Pro bono work has also given Jeanne some of the most meaningful and long-lasting client relationships of her career. In the cases she does for DVAP, the client has usually been raising a family member’s child for years because the mother or father is in jail or has a serious addiction problem. At some point, of course, it becomes clear that the mother or father (or both) will never be able to parent the child. Nearly always, the parent being terminated has had little or no contact at all with the child and may, in the case of a father, be entirely “unknown.” Nonetheless, the parent’s rights must be terminated so that the person raising the child, who is often the only parent the child has known, can adopt the child and provide the security that the child deserves for his or her future.

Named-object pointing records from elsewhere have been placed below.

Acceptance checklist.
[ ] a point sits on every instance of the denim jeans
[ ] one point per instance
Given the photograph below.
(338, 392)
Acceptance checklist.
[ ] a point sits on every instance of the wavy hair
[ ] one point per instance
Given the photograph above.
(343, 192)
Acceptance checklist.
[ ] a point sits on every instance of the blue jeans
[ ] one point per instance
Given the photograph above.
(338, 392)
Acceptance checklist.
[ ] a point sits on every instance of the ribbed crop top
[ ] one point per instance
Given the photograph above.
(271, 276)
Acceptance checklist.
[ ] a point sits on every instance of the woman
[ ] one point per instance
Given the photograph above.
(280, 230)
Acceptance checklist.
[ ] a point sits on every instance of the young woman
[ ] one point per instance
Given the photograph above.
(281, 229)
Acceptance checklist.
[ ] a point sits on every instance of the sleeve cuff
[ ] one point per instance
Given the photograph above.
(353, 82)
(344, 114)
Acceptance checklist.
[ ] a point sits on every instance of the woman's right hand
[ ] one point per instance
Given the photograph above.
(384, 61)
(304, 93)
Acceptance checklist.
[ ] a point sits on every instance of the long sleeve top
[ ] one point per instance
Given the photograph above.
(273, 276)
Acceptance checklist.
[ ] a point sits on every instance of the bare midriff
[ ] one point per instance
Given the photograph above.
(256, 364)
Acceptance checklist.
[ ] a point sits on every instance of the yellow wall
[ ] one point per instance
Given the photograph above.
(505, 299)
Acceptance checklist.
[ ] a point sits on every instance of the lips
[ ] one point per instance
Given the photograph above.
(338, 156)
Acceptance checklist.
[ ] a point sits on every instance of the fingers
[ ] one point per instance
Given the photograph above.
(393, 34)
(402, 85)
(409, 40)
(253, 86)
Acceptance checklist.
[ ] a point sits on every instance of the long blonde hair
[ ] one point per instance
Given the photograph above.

Jeanne has had more than one case, including the one she is currently involved with, where there was only one living parent and the basis for termination of parental rights was that the surviving parent murdered the other parent. She finds such work rewarding in a way that other typical divorce and custody cases are not.

Jeanne cautions, however, that she has found it is most rewarding to volunteer her time at a proper volunteer clinic that screens the clients. Such screening helps clients identify what the clinic and the courts can actually do for them. It also enables the clinic to verify the clients’ inability to pay under the relevant state guidelines and to guarantee that the clients qualify for legal aid. This process makes her work as a pro bono attorney much easier, and she has the volunteer program backing her up both with its insurance and its reputation. When she files a new pro bono matter for a clinic client, the clerks, coordinators, and the judge never question the application to waive costs and fees. She voluntarily pays out of pocket any courier or other services she chooses to use, but even then her vendors reduce their rates, knowing that the client she serves is deserving of help.

It isn’t hard to see why pro bono work makes sense for even the busy solo practitioner. In Jeanne’s case, she was able to use pro bono efforts to find a new legal specialty and do good at the same time. She then found that pro bono work had its own rewards, both personally and professionally. She has stayed with it ever since.